[DTrace-devel] [PATCH v2 1/2] Omit an aggregation record if [u][sym|mod] translation fails
Eugene Loh
eugene.loh at oracle.com
Thu Oct 30 00:16:12 UTC 2025
Thanks for the review. Yes, ignoring untranslated addresses that,
nonetheless, are interesting is a problem. Since related patches have
relieved the need for this solution, I'm withdrawing this patch.
On 8/12/25 10:06, Kris Van Hees wrote:
> On Tue, Jun 03, 2025 at 05:08:34PM -0400, eugene.loh at oracle.com wrote:
>> From: Eugene Loh <eugene.loh at oracle.com>
>>
>> An aggregation key can be a sym(), mod(), usym(), or umod()
>> translation of an address. It is passed from producer to user
>> space as an address, and the consumer must translate the address.

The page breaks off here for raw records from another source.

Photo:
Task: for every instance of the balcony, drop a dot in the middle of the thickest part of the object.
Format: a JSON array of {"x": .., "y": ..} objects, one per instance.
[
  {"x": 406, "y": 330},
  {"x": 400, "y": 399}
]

>> It is possible for the translation to fail.
>>
>> Omit a record if the translation fails. This addresses failures
>> seen before OL9 in
>> test/unittest/profile-n/tst.ufunc.sh
>> test/unittest/profile-n/tst.usym.sh
>>
>> The problem was that the kernel's aggregation buffers are snapshot
>> multiple times. If a translation ever fails, the raw address is
>> used instead. Later on, when the aggregation is printed, if the
>> translation is successful, the raw key will report a count of 0.
>>
>> E.g., we snapshot an aggregation. The translation of address
>> 0xabcedf fails and so the key remains 0xabcdef. Later the
>> aggregation is printed and, therefore, again snapshot. The
>> values are cleared. This time the translation of the address
>> -- say to the function starting at 0xabcd00 -- is successful.
>> That aggregation key is successfully and correctly reported, but
>> the the raw 0xabcdef will mysteriously be reported with a count 0.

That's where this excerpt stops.